As inflation increases, it seems more likely that the government will cap monthly rents, but not property prices.
If evictions were stopped or rents frozen, landlords might sell their properties in masse to avoid having to pay taxes and expenses for assets that aren’t profitable. Although this could lead to a greater price drop, I wouldn’t be surprised if it did.
One solution to the housing crisis could be a ban on corporate purchases of houses. As a result, investment banks and hedge funds would be restricted to speculation on industrial and retail assets.
Although I don’t like government interference in business, it might be better to stop multinationals from buying American homes and driving up prices than to stop landlords from collecting rent. Multinational corporations may be buying up the US housing market as part of a plan to increase home prices.

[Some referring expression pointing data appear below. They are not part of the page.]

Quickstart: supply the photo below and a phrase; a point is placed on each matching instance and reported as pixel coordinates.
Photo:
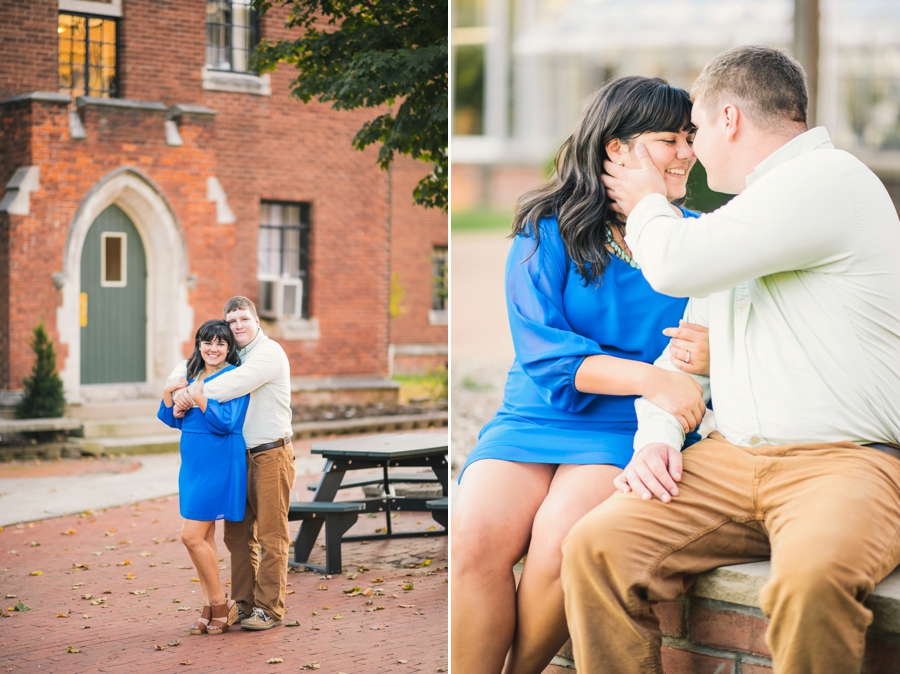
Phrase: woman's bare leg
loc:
(194, 535)
(493, 514)
(541, 620)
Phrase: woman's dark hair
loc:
(215, 330)
(622, 109)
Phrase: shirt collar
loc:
(260, 337)
(814, 139)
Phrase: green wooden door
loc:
(113, 302)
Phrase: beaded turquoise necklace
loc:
(617, 249)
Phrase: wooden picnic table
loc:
(397, 450)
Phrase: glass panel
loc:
(113, 255)
(269, 251)
(289, 300)
(291, 253)
(292, 214)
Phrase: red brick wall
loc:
(28, 46)
(259, 147)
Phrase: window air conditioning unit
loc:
(279, 297)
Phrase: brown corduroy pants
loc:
(258, 579)
(828, 514)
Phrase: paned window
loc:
(232, 33)
(439, 284)
(284, 250)
(87, 56)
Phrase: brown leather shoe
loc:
(200, 625)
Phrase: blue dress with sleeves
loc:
(556, 322)
(212, 482)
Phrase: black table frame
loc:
(340, 461)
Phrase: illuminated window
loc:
(232, 32)
(87, 56)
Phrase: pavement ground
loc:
(112, 590)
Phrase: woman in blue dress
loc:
(586, 327)
(212, 482)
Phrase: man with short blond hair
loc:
(258, 579)
(798, 280)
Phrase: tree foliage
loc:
(44, 395)
(388, 54)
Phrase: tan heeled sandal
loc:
(223, 617)
(200, 625)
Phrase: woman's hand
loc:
(174, 384)
(689, 347)
(679, 395)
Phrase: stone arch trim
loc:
(169, 315)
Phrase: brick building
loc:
(149, 175)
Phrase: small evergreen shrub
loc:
(44, 397)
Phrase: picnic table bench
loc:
(399, 450)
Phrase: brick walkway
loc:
(142, 598)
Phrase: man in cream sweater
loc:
(258, 581)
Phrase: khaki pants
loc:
(258, 579)
(830, 512)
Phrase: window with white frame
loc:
(283, 259)
(232, 33)
(439, 285)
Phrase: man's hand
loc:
(626, 187)
(689, 347)
(174, 384)
(652, 471)
(183, 402)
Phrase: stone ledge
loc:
(39, 96)
(299, 384)
(124, 103)
(739, 584)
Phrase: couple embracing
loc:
(592, 466)
(231, 399)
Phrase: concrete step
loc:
(136, 407)
(144, 444)
(382, 424)
(125, 427)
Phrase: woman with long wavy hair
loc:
(586, 328)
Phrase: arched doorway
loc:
(113, 302)
(126, 197)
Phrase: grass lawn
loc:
(480, 220)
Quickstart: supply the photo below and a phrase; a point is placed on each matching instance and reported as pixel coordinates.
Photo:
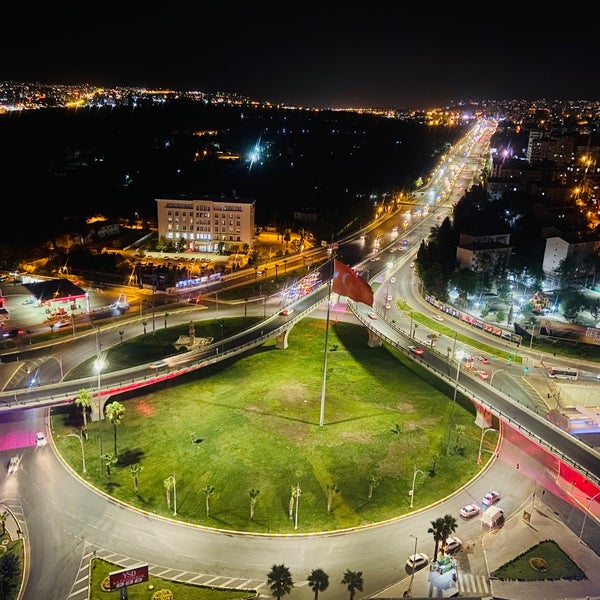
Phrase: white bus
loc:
(563, 373)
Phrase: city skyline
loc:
(325, 58)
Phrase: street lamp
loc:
(412, 575)
(82, 451)
(459, 356)
(587, 509)
(98, 366)
(484, 430)
(412, 490)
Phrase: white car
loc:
(470, 510)
(453, 544)
(416, 561)
(491, 498)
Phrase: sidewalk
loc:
(497, 547)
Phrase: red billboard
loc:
(125, 577)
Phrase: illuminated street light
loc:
(412, 490)
(459, 356)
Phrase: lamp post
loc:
(59, 360)
(298, 492)
(412, 490)
(484, 430)
(98, 366)
(587, 509)
(82, 450)
(412, 575)
(459, 357)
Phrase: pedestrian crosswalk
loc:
(477, 585)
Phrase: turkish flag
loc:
(347, 282)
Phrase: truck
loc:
(492, 516)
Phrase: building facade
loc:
(207, 224)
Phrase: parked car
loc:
(417, 561)
(470, 510)
(491, 498)
(453, 544)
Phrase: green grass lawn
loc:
(252, 423)
(555, 564)
(100, 570)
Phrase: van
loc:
(492, 516)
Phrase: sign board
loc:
(125, 577)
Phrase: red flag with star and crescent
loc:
(347, 282)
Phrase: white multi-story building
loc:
(207, 224)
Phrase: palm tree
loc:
(109, 460)
(353, 581)
(168, 484)
(441, 528)
(135, 470)
(84, 400)
(115, 412)
(10, 570)
(253, 496)
(318, 581)
(332, 490)
(209, 490)
(373, 483)
(279, 580)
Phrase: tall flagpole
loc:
(322, 417)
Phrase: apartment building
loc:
(207, 224)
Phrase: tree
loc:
(441, 529)
(332, 490)
(109, 460)
(279, 580)
(253, 496)
(373, 483)
(318, 581)
(10, 570)
(84, 400)
(353, 581)
(135, 470)
(115, 412)
(168, 484)
(209, 490)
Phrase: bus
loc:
(563, 373)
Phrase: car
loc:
(13, 464)
(13, 332)
(491, 498)
(469, 511)
(453, 544)
(417, 561)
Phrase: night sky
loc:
(306, 54)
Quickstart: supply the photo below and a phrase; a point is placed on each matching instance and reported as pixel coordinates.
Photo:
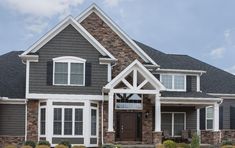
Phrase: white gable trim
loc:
(134, 66)
(62, 25)
(94, 8)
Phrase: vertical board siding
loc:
(67, 43)
(12, 117)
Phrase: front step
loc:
(138, 146)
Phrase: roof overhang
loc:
(95, 9)
(62, 25)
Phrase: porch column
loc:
(110, 113)
(157, 113)
(198, 121)
(216, 117)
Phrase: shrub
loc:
(118, 146)
(108, 145)
(60, 146)
(182, 145)
(227, 142)
(42, 146)
(78, 146)
(66, 143)
(44, 143)
(26, 146)
(30, 143)
(169, 144)
(10, 146)
(195, 141)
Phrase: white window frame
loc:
(130, 108)
(39, 119)
(173, 123)
(69, 60)
(173, 81)
(97, 123)
(209, 118)
(73, 121)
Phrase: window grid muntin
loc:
(208, 118)
(172, 86)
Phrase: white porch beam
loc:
(134, 78)
(110, 113)
(157, 113)
(216, 117)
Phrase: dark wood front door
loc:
(129, 126)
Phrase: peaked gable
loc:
(61, 26)
(140, 77)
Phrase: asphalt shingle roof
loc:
(12, 75)
(214, 80)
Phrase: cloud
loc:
(112, 3)
(217, 53)
(36, 13)
(231, 69)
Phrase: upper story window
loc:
(174, 82)
(69, 70)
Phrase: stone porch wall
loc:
(228, 135)
(13, 140)
(210, 137)
(32, 120)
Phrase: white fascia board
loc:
(63, 96)
(94, 8)
(62, 25)
(32, 58)
(6, 100)
(126, 71)
(180, 99)
(181, 70)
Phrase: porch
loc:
(136, 111)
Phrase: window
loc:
(78, 121)
(209, 117)
(72, 121)
(173, 123)
(42, 121)
(174, 82)
(68, 121)
(69, 71)
(57, 121)
(93, 121)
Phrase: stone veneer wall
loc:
(147, 123)
(11, 140)
(111, 41)
(210, 137)
(32, 120)
(228, 135)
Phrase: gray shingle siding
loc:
(227, 103)
(67, 43)
(191, 114)
(12, 119)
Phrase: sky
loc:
(203, 29)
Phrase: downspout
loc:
(102, 121)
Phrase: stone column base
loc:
(109, 137)
(157, 138)
(210, 137)
(12, 140)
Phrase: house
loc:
(88, 82)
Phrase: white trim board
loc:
(39, 96)
(94, 8)
(57, 29)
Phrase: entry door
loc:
(129, 126)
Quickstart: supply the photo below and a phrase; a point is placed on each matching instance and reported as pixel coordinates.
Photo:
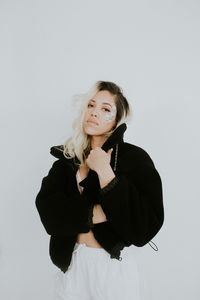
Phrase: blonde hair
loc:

Inflationary price bubbles like the one we are seeing today can last for years or even a decade. It will come with severe economic turmoil when housing prices eventually plummet. The people will worry about much more than just whether they can afford a mortgage at that point. (Note: Birch Gold wrote extensively about the current bubble in housing and the forces driving it.
A free society is dependent on property rights and ownership. If ownership is restricted to the wealthy and upper-middle classes, it is impossible for society to move into feudalism or socialism.
For those who are inclined to dictatorial tendencies, housing inflation can be a boon. People are more likely to support dictatorial regimes because they feel helpless when they are homeless. You may be able to get housing at some point, but this will come at a high price.
A government taking over their landlord is something that no rational person would want. It’s hard to resist the government’s overreach when you have the roof above your head.